Finally there are the remnants of the guerrilla movement turned into drug producers.
Although birth certificates for these organizations are difficult to come by, they seem to have taken ground in the 1960s under the leadership of Camilo Torres and Perdo Antonio Marin, whose nomme de guerre was Manuel Marulanda aka Tiro Fijo.
Tiro Fijo was the son of a peasant family decimated by violence. He had seen his siblings die under conservative bands gunshots. Camilo Torres was a Catholic priest who followed and expanded father Gutierrez’s Theology of Liberation.
Both movements were born under the aegis of the fight against poverty and exclusion in Latin America. Supported by the now defunct Soviet Union, these movements soon realized that their days were numbered when their patron eastern colossus collapsed.
Contrary to Central American movements that opted to negotiate peace agreements, the Colombian insurgency entered the lucrative drug business. This explains their resilience to fighting against almost every single democratic administration during the better part of the 20th century and the Uribe administration.
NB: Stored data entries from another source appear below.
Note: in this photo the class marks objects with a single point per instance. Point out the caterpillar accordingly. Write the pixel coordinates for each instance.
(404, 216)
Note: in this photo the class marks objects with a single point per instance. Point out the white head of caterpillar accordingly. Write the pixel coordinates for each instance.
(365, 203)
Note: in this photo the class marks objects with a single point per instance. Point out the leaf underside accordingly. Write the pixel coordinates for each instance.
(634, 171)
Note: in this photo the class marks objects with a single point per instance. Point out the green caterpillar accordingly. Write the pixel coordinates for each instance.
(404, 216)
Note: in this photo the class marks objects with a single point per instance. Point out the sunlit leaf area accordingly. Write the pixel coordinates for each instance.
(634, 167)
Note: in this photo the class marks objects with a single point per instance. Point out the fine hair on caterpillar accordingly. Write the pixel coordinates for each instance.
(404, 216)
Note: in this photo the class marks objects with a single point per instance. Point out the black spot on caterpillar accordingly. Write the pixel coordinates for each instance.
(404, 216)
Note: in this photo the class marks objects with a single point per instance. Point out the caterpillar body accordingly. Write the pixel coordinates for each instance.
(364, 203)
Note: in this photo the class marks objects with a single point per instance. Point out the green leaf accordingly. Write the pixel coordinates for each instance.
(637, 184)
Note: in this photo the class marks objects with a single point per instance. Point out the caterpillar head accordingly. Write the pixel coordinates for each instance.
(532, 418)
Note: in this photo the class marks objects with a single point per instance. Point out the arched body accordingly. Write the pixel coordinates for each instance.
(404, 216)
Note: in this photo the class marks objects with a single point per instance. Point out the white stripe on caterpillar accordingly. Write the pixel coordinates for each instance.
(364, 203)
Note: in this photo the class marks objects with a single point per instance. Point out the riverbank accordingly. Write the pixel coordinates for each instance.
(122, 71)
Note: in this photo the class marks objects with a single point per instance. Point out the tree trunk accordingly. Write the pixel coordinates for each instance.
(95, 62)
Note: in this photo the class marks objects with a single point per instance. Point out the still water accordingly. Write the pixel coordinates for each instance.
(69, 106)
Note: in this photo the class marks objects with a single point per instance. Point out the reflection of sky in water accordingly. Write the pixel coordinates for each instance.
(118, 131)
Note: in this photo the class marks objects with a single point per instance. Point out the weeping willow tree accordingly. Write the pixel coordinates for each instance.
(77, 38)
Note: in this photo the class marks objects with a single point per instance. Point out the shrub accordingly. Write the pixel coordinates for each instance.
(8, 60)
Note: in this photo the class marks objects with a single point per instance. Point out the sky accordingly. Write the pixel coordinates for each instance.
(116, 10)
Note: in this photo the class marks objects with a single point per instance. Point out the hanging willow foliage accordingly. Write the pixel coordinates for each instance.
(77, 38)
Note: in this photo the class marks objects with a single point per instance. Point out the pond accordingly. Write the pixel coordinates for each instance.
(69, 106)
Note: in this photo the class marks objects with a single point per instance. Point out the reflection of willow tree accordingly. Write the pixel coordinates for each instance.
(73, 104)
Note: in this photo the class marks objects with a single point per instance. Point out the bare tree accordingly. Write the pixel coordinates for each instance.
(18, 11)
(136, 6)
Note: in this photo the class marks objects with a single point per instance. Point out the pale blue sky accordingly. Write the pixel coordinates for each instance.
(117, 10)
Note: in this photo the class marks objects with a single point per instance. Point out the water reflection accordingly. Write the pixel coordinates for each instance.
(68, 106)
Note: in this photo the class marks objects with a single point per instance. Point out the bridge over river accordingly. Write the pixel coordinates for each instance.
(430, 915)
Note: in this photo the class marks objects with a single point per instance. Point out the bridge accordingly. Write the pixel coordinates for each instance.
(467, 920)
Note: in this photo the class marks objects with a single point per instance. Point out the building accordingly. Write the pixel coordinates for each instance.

These groups have now demanded special treatment by the justice system and should the Supreme Court opinion of Friday September the 18th prevail they could become a special class of citizens who could enjoy the economic benefits of the drug trade and the legal benefits of the peace treaty. And this could prove to be the Achilles heel of this peace process, as it would be simply acting as nursery to the emergence of powerful political groups with enough economic might to impose their will over the population. This could severely limit democratic freedom and economic development. Lest drug consumption is universally legalized, Colombia’s peace could come at the expense of rule of law which is the scarcest of all goods in Latin America.